Why I Wrote This Book
Any study of escorts in America that doesn’t include changes after 2014 is out of date. When the internet became popular, it changed the mores of young people and increasingly changed the sex business in a series of waves. Prostitutes and sensual masseuses (“providers”) were able to advertise directly to potential clients and describe themselves as loving their work. Children were seeing pornography at very young ages. Popular singers, TV shows and other media showed sex and nudity regularly. All this led to a higher acceptance of sex for a new generation. For better or worse, this is the reality and we have to face it in order to understand, much less affect what is going on.
The mature public still perceives providers as tragic victims or morally corrupt, and police jail them for being paid for what others do for free. I sought at first to raise the image of the sex worker so they wouldn’t suffer so much from the public’s misperception.
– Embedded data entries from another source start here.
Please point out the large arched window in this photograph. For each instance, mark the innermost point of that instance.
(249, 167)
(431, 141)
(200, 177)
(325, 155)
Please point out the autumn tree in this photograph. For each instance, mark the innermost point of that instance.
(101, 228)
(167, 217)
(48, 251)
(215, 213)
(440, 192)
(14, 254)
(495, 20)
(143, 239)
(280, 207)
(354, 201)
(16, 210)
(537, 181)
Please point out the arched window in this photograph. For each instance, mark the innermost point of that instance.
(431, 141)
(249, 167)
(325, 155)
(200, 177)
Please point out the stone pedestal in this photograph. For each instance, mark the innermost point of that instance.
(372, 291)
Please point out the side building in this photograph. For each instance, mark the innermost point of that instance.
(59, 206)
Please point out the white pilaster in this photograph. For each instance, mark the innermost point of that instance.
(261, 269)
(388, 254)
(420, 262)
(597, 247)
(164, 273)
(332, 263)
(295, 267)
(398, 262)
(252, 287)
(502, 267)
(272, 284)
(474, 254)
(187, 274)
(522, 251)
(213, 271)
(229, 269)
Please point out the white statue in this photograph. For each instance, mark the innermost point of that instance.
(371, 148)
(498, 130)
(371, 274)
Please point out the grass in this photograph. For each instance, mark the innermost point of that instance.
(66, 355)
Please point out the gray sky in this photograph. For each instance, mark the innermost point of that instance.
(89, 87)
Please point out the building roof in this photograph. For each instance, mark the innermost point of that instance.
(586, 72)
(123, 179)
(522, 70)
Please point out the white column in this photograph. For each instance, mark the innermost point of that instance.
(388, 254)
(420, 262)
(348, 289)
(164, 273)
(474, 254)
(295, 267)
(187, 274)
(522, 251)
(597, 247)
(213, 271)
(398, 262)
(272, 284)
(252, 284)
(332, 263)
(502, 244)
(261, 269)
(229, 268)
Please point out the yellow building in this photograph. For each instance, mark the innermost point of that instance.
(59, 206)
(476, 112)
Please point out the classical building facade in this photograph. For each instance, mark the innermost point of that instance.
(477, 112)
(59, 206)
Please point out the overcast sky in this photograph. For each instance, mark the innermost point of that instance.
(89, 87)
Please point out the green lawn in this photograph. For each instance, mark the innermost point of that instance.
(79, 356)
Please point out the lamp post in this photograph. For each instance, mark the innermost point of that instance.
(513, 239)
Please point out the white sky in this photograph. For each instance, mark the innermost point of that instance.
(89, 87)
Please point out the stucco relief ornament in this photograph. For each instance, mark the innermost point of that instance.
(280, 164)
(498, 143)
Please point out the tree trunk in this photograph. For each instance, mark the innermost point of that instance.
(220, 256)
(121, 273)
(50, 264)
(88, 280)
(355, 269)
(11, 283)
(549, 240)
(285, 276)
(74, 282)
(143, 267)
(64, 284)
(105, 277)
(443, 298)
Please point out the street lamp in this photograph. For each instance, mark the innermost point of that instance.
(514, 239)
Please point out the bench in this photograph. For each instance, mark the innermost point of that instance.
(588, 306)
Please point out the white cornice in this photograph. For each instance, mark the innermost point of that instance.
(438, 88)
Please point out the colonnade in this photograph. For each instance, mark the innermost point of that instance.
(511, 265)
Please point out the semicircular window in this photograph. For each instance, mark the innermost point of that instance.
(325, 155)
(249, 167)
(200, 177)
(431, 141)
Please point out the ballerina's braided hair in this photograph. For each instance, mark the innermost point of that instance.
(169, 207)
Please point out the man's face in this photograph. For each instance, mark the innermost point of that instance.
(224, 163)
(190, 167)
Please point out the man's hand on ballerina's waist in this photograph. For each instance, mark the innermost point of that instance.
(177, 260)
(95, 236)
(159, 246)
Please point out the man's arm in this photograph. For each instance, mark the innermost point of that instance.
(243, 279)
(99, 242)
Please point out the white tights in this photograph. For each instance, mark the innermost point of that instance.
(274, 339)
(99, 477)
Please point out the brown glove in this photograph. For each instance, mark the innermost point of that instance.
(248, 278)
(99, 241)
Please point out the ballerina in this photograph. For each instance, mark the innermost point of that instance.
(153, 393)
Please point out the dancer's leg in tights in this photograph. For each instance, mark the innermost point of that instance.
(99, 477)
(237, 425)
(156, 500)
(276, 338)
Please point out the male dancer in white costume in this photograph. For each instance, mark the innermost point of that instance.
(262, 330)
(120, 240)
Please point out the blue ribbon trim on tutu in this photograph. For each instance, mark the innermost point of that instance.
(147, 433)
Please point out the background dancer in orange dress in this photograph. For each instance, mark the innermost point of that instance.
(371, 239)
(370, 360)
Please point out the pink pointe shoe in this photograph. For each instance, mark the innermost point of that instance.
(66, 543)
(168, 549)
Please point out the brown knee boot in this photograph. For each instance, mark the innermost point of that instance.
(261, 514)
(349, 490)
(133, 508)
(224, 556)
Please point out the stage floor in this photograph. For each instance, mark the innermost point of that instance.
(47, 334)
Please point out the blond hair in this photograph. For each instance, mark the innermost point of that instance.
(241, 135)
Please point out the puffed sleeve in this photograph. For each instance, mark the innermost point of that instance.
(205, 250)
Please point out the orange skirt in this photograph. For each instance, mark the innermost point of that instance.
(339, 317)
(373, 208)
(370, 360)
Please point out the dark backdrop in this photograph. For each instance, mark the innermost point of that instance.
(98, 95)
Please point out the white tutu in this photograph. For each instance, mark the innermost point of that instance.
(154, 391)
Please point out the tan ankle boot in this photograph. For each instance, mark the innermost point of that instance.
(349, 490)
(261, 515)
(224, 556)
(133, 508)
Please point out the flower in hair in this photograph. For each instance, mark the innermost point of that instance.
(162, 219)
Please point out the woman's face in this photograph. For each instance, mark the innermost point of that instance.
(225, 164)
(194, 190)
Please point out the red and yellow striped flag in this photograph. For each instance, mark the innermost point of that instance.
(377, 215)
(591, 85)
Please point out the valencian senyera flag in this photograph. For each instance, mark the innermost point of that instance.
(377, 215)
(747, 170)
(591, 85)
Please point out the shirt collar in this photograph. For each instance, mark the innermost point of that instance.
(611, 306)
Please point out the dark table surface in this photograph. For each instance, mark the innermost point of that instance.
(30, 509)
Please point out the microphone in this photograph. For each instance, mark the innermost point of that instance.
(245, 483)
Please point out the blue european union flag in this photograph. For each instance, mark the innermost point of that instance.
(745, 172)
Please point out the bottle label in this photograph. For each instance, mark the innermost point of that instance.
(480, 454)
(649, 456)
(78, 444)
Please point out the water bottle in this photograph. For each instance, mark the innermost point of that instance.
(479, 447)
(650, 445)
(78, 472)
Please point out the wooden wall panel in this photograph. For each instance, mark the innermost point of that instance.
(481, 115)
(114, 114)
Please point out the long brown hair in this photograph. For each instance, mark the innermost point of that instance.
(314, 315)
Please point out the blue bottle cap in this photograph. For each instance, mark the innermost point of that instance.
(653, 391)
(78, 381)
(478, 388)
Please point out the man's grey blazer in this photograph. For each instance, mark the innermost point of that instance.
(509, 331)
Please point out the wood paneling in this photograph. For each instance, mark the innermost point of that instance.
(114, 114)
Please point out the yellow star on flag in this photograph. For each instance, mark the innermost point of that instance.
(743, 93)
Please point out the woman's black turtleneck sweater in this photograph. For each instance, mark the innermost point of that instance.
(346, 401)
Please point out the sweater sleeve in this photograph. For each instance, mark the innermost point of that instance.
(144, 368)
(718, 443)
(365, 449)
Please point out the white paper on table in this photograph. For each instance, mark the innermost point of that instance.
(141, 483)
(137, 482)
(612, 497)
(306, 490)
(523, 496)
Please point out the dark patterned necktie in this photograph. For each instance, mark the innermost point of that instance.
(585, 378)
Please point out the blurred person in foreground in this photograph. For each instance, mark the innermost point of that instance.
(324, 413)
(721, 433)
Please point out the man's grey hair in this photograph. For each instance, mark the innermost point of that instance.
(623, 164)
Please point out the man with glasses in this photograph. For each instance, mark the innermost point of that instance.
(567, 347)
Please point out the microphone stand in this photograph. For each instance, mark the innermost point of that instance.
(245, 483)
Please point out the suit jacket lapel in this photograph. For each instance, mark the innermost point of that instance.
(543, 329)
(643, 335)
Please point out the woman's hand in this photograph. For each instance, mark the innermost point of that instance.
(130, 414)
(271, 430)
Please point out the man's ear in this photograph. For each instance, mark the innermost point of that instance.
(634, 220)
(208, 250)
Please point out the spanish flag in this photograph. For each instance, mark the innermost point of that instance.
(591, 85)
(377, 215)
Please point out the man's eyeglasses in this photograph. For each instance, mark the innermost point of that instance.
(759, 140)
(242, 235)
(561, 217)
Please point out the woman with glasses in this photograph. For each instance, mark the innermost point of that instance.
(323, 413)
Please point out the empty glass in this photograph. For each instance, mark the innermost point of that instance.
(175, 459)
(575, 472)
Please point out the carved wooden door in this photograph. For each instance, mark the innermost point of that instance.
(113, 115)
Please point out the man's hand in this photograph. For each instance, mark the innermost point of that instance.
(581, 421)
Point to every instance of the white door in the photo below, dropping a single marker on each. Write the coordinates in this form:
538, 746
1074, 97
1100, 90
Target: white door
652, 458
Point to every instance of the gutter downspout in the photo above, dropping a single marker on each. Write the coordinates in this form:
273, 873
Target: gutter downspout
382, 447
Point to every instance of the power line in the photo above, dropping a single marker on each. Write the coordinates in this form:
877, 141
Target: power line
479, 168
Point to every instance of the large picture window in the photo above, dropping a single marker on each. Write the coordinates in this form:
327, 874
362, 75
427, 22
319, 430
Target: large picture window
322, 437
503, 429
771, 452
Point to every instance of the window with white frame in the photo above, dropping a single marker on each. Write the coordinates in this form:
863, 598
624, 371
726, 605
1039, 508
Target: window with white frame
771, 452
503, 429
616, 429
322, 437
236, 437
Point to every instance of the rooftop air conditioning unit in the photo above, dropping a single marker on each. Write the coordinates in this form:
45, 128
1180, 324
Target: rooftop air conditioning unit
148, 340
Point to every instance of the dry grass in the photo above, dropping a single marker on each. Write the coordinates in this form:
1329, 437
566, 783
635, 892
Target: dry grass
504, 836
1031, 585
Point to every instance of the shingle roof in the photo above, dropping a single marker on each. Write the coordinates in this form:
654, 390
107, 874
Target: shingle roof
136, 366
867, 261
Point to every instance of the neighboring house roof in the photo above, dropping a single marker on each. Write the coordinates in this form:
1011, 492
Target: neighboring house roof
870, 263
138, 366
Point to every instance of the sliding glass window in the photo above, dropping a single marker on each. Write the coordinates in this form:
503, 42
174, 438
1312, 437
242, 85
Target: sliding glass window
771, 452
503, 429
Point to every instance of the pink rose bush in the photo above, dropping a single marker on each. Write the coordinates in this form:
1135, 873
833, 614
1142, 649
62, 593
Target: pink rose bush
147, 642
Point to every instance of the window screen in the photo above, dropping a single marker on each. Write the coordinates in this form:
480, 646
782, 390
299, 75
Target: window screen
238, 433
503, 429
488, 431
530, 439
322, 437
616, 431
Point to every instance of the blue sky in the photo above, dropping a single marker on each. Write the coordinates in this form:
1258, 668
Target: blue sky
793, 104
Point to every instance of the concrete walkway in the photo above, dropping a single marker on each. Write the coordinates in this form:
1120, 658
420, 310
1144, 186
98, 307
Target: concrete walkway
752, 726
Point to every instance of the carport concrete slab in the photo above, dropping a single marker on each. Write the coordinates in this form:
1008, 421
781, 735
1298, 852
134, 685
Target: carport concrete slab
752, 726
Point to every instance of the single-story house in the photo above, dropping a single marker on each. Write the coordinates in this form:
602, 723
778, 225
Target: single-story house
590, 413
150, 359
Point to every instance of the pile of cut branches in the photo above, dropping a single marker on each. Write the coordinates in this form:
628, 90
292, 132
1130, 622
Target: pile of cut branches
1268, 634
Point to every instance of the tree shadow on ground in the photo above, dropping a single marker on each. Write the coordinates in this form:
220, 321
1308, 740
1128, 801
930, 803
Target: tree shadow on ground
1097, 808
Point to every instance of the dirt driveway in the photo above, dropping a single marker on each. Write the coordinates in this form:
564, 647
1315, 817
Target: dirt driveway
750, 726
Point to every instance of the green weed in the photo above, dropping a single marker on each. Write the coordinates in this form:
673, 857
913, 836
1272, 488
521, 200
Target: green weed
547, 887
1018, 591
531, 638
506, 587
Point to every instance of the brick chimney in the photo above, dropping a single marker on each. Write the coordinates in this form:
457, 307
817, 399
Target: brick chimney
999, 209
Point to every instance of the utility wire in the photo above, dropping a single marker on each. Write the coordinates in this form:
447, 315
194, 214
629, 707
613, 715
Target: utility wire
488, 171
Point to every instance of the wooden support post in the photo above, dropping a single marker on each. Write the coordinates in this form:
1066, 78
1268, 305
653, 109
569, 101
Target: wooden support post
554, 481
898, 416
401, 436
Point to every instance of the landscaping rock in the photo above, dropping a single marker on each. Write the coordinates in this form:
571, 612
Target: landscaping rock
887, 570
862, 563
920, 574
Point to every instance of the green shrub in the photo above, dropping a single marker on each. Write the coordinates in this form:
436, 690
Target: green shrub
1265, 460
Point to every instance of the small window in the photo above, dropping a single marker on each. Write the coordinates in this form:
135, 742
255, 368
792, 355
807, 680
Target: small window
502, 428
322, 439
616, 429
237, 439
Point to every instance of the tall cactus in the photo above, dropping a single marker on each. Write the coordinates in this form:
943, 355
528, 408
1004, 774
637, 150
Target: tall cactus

After interviewing providers, it became clear that raising the perception would be, in part, a disservice. Even those that liked their jobs and prospered, cautioned me that many sex workers are damaged by their profession. It’s a very mixed picture and, according to sex workers, no one has written the truth of what sex work is really like today. Opposite theories and different feminist goals seem to each bear some truth, depending on the individual. Other books have had their agendas, and taken one side or another as gospel, missing the messy truth that the sex business and psychology of those involved is extremely complex. Working with Dr. Christine Peterson, a practicing psychologist, professor and college dean, I explored what sex workers lives are really like by interviewing them by phone or email, and the effects on their clients as well.
Sex slavery is in the news so much I looked into it and found that the alleged prominence of sex slavery in America today is predicated on a very broad definition of sex slavery, which much of the press seems to accept uncritically. It’s prevalence seems to be exaggerated.
The people I interviewed turned the tables on me, demanding that I examine my own motivations. I helped a couple of people, who thanked me movingly, and gained a lot of insight into myself. Dr. Peterson says she learned a great deal about humanity; how people can overcome seemingly impossible circumstances, and the near universal need for connections and a sense of being cared for.
The book is a compassionate, honest look at the lives and feelings of people in this world. I don’t deal with transsexuals or male prostitutes as I didn’t feel I could interview them as well. It disproves a lot of myths, and points to a more loving future for all of us.